BEVERLY HILLS (Reuters) - Low-budget movies blew by their major studio rivals at the Golden Globe Awards on Sunday as romance “Slumdog Millionaire” won a leading four honors, including best drama to give it a push in the race for Oscars.
“Slumdog,” which tells of a young Indian man looking for love and competing for money on a television game show, also earned awards for director Danny Boyle, screenwriter Simon Beaufoy and composer A.R. Rahman for best musical score.
Boyle thanked the Hollywood Foreign Press Association, which gives out the Golden Globe Awards, for supporting his movie that captures the frenetic pace of life in Mumbai.
“Your mad, pulsating affection for our film is much appreciated, really deeply appreciated,” Boyle said. “The film was made from the heart, really. We never expected to be here.”
In other major honors, director Woody Allen’s “Vicky Cristina Barcelona” was named best film musical or comedy but Allen was not on hand to accept the award.
A big surprise of the night came when Kate Winslet grabbed two Golden Globes, only the third time in the history of the awards that one performer has won two acting awards.

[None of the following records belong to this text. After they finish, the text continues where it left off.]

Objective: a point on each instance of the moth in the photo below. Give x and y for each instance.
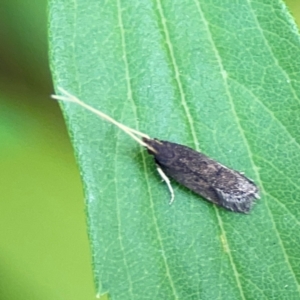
(221, 185)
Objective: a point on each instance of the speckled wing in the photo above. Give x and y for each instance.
(205, 176)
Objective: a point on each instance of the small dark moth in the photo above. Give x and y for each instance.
(204, 176)
(201, 174)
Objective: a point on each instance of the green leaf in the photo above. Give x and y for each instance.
(221, 77)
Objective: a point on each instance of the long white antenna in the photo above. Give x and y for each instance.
(131, 132)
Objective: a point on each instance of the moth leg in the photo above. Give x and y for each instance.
(167, 181)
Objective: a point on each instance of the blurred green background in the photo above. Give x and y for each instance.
(44, 250)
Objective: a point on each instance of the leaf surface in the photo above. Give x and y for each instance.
(221, 77)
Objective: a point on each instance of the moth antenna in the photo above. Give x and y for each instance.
(67, 97)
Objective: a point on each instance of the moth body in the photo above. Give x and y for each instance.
(204, 176)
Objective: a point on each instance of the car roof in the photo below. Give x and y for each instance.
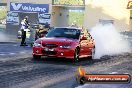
(69, 28)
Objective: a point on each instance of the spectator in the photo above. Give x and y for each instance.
(24, 27)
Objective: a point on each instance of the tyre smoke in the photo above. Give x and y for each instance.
(108, 41)
(3, 37)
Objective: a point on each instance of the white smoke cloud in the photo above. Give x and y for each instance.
(108, 41)
(3, 37)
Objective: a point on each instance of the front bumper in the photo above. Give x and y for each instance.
(54, 52)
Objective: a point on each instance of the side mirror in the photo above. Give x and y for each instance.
(83, 38)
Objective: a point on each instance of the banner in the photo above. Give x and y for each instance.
(44, 17)
(27, 7)
(129, 5)
(12, 18)
(69, 2)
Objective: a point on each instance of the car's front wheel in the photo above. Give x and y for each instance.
(93, 53)
(76, 55)
(36, 57)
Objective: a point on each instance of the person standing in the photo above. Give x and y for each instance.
(24, 27)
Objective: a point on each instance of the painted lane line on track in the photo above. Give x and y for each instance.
(2, 54)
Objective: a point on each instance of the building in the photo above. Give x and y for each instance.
(55, 12)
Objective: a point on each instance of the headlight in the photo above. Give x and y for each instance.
(36, 44)
(65, 46)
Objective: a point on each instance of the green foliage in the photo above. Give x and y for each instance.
(77, 17)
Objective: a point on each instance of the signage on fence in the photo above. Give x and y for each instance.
(27, 7)
(12, 18)
(69, 2)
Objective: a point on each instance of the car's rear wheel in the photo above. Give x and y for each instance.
(93, 53)
(36, 57)
(76, 55)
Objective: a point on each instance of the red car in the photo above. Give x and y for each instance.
(64, 42)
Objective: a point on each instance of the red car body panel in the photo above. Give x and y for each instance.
(51, 47)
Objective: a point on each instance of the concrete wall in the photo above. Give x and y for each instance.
(12, 29)
(33, 1)
(107, 10)
(3, 1)
(59, 16)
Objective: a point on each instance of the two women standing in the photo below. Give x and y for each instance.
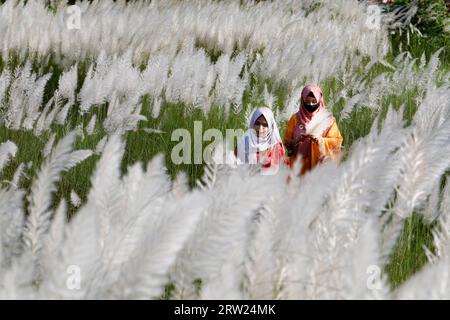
(312, 133)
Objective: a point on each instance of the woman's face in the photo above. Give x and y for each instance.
(261, 126)
(310, 100)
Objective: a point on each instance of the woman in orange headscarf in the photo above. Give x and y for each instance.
(312, 132)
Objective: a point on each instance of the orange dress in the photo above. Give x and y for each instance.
(329, 145)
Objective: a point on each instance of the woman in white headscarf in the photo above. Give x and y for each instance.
(262, 142)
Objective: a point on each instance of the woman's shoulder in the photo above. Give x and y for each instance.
(293, 118)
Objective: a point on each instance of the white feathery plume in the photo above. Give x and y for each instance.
(7, 151)
(62, 159)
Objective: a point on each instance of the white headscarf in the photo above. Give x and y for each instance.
(250, 143)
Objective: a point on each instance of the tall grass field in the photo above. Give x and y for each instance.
(93, 205)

She claimed the trophy for best actress in a drama for her role as a frustrated housewife in “Revolutionary Road” and the second for best supporting actress for playing a German woman with a hidden past in “The Reader.”
“It’s just unbelievable, absolutely unbelievable. It’s not supposed to happen,” Winslet said backstage about her wins.
Comeback kid Mickey Rourke, whose career had fallen on hard times, won best actor in a film drama with “The Wrestler.”
“It’s been a very long road back for me,” Rourke said.
The Golden Globe Awards are given out by some 90 members of the Hollywood Foreign Press Association and are closely watched for clues as to which films might vie for Oscars, the world’s top movie awards, which are given in February by the Academy of Motion Picture Arts and Sciences.
While major studio films “The Curious Case of Benjamin Button” and “Frost/Nixon” certainly will compete for Oscars, “Slumdog” pushed past its two key rivals at the Golden Globes.
“Vicky Cristina Barcelona” and “Revolutionary Road” also came from independent distributors and companies operating in the market for independent movies.
Likewise, Colin Farrell took home the Golden Globe for best actor in a musical or comedy with his role as a hitman in “In Bruges.” Sally Hawkins was best actress in the same group for her work as an optimistic teacher in “Happy-Go-Lucky.” Again, they were two movies made for art-house theaters.
One major studio release to walk away with a key film award was “The Dark Knight,” which earned Heath Ledger, who died of an accidental drug overdose last year, a posthumous Golden Globe for best supporting actor in his role as the villainous Joker in Batman movie “The Dark Knight.”
His trophy was accepted by “Dark Knight” director Christopher Nolan, who said the loss of Ledger was like “a hole ripped in modern cinema.”
“All of us who worked with Heath accept this with an awful mixture of sadness but incredible pride,” Nolan said. “He will be eternally missed but he will never be forgotten.”
“Wall-E,” which was a huge summer hit with $523 million at global box offices, took home best animated film, and Israel’s “Waltz With Bashir” was named best foreign language film.
Rocker Bruce Springsteen won a Golden Globe award for best original song with “The Wrestler.”
The Hollywood Foreign Press Association also gives out awards in television categories, where “Mad Men,” about Madison Avenue advertising executives, was named best drama program and “30 Rock” claimed the Golden Globe for best TV comedy.
“30 Rock,” a show that spoofs the making of TV shows, also claimed Golden Globe trophies for its stars Tina Fey and Alec Baldwin as best actor and actress, respectively, in a comedy.
Gabriel Byrne was named best actor in a TV drama for his role as a therapist in “In Treatment,” and Anna Paquin won best actress playing a waitress in vampire drama “True Blood.”